Israel passes death penalty law for Palestinians convicted of lethal attacks against Israelis
The law, which was long lobbied for by Israel’s far right, quickly drew a legal challenge
The Israeli parliament passed a law on Monday mandating the death penalty for West Bank Palestinians convicted of carrying out deadly attacks against Israelis.
The law, approved by the Knesset in a vote of 62–48 following nearly 12 hours of debate, marks a victory for Israel’s far-right after a years-long push to increase penalties for Palestinians convicted of lethal attacks. Israeli Prime Minister Benjamin Netanyahu voted for the measure.
“This is a day of justice for the victims and a day of deterrence for our enemies. No more revolving door for terrorists, but a clear decision. Whoever chooses terrorism chooses death,” far-right national security minister Itamar Ben-Gvir said.
The legislation has drawn widespread opposition from critics in Israel and abroad, including Israeli justice officials, progressive Jewish groups and several European governments.
In a joint statement published on 29 March, the foreign ministers of Germany, France, Italy and the United Kingdom said they were “deeply concerned” the bill would “significantly expand the possibilities to impose the death penalty in Israel” and warned of its “de facto discriminatory character”.
“The adoption of this bill would risk undermining Israel’s commitments with regards to democratic principles,” they said, adding: “The death penalty is an inhumane and degrading form of punishment without any deterring effect… The rejection of the death penalty is a fundamental value that unites us.”
They urged Israeli lawmakers to abandon the legislation.
The UK’s Progressive Jewish movement also condemned the move.
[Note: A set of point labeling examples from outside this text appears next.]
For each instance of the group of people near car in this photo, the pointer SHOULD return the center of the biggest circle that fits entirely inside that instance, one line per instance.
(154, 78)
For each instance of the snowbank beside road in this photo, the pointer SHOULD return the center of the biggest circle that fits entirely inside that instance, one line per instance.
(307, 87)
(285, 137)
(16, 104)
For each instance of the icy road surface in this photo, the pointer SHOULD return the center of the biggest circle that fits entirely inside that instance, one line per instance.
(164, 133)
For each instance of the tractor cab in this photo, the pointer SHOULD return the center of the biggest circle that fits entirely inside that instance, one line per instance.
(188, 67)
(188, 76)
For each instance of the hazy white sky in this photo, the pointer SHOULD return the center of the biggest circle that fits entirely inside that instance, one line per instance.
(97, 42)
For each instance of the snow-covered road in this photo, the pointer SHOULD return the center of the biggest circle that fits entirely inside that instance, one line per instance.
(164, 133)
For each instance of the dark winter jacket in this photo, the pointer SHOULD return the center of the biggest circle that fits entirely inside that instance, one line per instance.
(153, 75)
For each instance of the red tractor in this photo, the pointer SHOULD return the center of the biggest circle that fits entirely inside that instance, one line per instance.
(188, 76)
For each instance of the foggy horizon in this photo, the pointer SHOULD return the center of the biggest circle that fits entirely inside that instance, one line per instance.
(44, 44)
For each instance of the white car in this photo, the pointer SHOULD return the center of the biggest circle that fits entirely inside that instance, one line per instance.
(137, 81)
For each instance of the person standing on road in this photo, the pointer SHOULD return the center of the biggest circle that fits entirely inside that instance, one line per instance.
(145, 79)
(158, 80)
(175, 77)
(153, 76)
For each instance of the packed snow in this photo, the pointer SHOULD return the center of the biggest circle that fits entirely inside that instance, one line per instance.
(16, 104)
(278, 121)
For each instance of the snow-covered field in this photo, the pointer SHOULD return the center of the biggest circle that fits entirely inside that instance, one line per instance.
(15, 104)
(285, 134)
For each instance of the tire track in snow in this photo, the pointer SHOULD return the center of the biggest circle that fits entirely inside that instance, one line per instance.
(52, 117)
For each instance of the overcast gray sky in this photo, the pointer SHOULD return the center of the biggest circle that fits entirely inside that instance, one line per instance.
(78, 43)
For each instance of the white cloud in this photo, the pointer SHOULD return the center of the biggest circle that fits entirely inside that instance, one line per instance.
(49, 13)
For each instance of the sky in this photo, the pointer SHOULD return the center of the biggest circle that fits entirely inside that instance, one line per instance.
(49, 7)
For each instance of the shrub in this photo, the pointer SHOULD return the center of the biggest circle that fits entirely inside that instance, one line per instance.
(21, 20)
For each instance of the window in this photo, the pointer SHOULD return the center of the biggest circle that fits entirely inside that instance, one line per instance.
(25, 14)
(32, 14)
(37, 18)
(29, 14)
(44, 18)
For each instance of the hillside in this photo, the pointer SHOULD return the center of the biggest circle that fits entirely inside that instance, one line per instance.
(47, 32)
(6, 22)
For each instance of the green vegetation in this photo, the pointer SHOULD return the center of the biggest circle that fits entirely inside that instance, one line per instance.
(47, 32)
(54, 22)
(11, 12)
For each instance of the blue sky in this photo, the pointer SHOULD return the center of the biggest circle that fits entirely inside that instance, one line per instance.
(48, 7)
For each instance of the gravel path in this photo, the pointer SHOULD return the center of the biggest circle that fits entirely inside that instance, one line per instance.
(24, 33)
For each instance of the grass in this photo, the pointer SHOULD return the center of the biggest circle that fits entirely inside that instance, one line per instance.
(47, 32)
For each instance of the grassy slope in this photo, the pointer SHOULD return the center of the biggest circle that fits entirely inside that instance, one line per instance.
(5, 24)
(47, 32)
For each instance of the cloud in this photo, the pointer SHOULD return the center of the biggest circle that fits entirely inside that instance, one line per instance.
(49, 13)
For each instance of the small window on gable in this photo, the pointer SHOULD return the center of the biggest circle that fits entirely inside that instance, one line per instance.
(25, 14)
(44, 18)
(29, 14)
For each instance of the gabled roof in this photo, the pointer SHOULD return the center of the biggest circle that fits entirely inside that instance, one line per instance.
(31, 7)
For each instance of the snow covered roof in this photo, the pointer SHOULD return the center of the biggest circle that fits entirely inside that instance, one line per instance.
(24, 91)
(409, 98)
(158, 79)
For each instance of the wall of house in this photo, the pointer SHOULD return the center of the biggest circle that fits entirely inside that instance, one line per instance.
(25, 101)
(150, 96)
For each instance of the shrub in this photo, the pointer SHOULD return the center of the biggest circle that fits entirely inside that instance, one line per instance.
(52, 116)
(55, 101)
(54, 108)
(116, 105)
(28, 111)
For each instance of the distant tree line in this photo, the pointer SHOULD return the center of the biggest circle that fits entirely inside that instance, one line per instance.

Movement for Progressive Judaism said in a statement it opposed the Knesset’s passage of the law, warning it represented a dangerous escalation in the use of state power.
“This is not a serious security measure. It is a dangerous act of political extremism,” the group said.
“A state does not become stronger by giving itself greater power to kill. It becomes weaker when it abandons restraint, equality before the law and the moral seriousness that justice demands.”
The statement added that the law appeared “designed to apply overwhelmingly to Palestinians tried in military courts”, warning: “That is not justice. It is discrimination written into law.”
Critics also warned the measure could inflame tensions rather than deter violence.
“Israeli security experts have repeatedly warned that measures like this do not deter violence,” the statement continued. “They risk inflaming it, increasing danger to hostages, deepening hatred, and further corroding Israel’s democratic foundations.”
Minutes after the legislation’s passage, the Association for Civil Rights in Israel said it had petitioned the country’s highest court to strike down the law, calling it “discriminatory by design.” The current right-wing government has sought to weaken the court’s authority.
The law does not explicitly state it applies only to Palestinians, but mandates death by hanging as the default punishment for non-Israelis convicted in military courts of deadly nationalist attacks. Only West Bank Palestinians are tried in such courts.
Judges may impose life imprisonment under unspecified “special circumstances”, but the death penalty would otherwise be mandatory.
A separate provision allows courts to impose the death sentence on Israeli citizens tried in civilian courts, but only in cases involving attempts to “negate the existence of the State of Israel” – a threshold experts say would likely exclude Jewish extremists.
The law will not apply retroactively to militants held over the 7 October 2023 attacks, who are the subject of separate legislation.
Opponents say the measure risks further fuelling accusations that Israel operates a discriminatory legal system.
Mickey Gitzin, acting CEO of the New Israel Fund, said the law “strikes at the core of liberal democracy”.
“Make no mistake: this is a death-penalty law for Arabs alone. Its message is unmistakable – Jewish lives matter, Arab lives are cheap,” he said.
Rabbi Jill Jacobs, CEO of T’ruah: The Rabbinic Call for Human Rights, described the legislation as a “sign of Israel’s dangerous slide into violent populism”.
“This legislation moves Israel away from justice rooted in dignity, restraint, and equality, and toward a politics of vengeance that endangers lives and erodes the moral foundations of the state,” she said.